Intrinsiqq's two-stage DCF estimates an intrinsic value of about JPY 1,044.73 per share for LFS, projecting its recent free cash flow forward with a growth rate that fades toward a long-run rate and discounting it back to today. Applying a 25% margin of safety gives a more conservative fair-value entry around JPY 783.55. At today's JPY 2.07, that puts the stock about 50,370.1% below estimated intrinsic value. The result is sensitive to the growth and discount-rate inputs, so it is best to run conservative, base and optimistic cases. You can adjust all of them yourself with the sliders on the DCF tab.
Leifras Co., Ltd. American scores 86 out of 100 on Intrinsiqq's quality score, a weighted blend of 8 metrics each scored 0 to 100, which makes it a high-quality business on these measures. Recent fundamentals include a 5.3% operating margin and a 16.4% return on invested capital. The score weighs revenue and free-cash-flow growth, operating margins, return on invested capital, share-count change, and balance-sheet strength, all computed from SEC filings, not opinion. Because valuation only means something relative to quality, the full metric-by-metric breakdown is on the quality scorecard.
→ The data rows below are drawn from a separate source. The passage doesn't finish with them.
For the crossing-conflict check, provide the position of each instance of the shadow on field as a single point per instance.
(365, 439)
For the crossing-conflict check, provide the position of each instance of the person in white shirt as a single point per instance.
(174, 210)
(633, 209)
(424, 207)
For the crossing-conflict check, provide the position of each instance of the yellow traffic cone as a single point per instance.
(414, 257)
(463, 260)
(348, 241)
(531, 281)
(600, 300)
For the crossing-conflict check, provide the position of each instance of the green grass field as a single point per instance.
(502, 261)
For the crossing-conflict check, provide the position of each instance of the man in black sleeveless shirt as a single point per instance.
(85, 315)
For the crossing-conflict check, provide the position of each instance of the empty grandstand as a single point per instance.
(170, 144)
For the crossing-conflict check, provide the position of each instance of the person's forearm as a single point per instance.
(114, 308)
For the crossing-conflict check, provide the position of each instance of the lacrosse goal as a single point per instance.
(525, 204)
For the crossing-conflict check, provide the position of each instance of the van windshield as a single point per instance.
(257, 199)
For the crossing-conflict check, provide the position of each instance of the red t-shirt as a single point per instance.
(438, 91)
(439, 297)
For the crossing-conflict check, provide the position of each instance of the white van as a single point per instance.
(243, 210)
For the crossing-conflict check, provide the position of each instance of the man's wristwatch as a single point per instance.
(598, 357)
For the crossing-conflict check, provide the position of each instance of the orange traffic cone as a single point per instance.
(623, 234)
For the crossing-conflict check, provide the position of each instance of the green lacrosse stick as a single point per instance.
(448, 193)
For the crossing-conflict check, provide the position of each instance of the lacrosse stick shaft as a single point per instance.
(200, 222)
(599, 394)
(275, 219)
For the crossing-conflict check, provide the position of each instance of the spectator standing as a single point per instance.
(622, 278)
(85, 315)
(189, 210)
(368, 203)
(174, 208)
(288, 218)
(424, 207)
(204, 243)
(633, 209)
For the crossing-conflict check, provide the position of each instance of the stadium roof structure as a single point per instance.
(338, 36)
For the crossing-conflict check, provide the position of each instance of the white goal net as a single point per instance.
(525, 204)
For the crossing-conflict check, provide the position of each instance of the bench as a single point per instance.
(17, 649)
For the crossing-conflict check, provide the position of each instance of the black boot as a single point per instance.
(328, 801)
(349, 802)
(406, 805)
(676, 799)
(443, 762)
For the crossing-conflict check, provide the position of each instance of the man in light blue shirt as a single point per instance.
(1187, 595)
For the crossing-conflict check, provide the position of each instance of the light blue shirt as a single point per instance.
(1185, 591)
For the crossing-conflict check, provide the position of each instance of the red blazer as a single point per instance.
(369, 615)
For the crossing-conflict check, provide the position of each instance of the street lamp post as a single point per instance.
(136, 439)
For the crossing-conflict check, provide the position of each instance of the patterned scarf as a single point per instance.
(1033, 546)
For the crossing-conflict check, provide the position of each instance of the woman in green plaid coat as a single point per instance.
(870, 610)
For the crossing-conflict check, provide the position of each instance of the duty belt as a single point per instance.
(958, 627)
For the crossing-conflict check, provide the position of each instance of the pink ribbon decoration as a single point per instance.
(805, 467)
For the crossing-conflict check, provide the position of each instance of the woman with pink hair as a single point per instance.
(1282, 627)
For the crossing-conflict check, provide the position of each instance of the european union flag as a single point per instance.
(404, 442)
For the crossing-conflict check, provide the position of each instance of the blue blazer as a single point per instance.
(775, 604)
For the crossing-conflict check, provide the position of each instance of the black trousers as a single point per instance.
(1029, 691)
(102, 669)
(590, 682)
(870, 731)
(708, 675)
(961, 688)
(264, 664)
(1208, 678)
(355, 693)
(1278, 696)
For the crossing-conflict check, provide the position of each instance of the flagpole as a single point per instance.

That depends on valuation and quality together, not either alone. LFS currently trades below its estimated intrinsic value and scores 86/100 on quality (high-quality). A cheap price is only a bargain if the business is durable, and a premium can be justified by genuine quality, so the two questions, "is it cheap?" and "is it good?", only make sense side by side. Read the valuation against the quality scorecard, run the DCF on your own assumptions, and decide for yourself. This is analysis from SEC filings, not investment advice.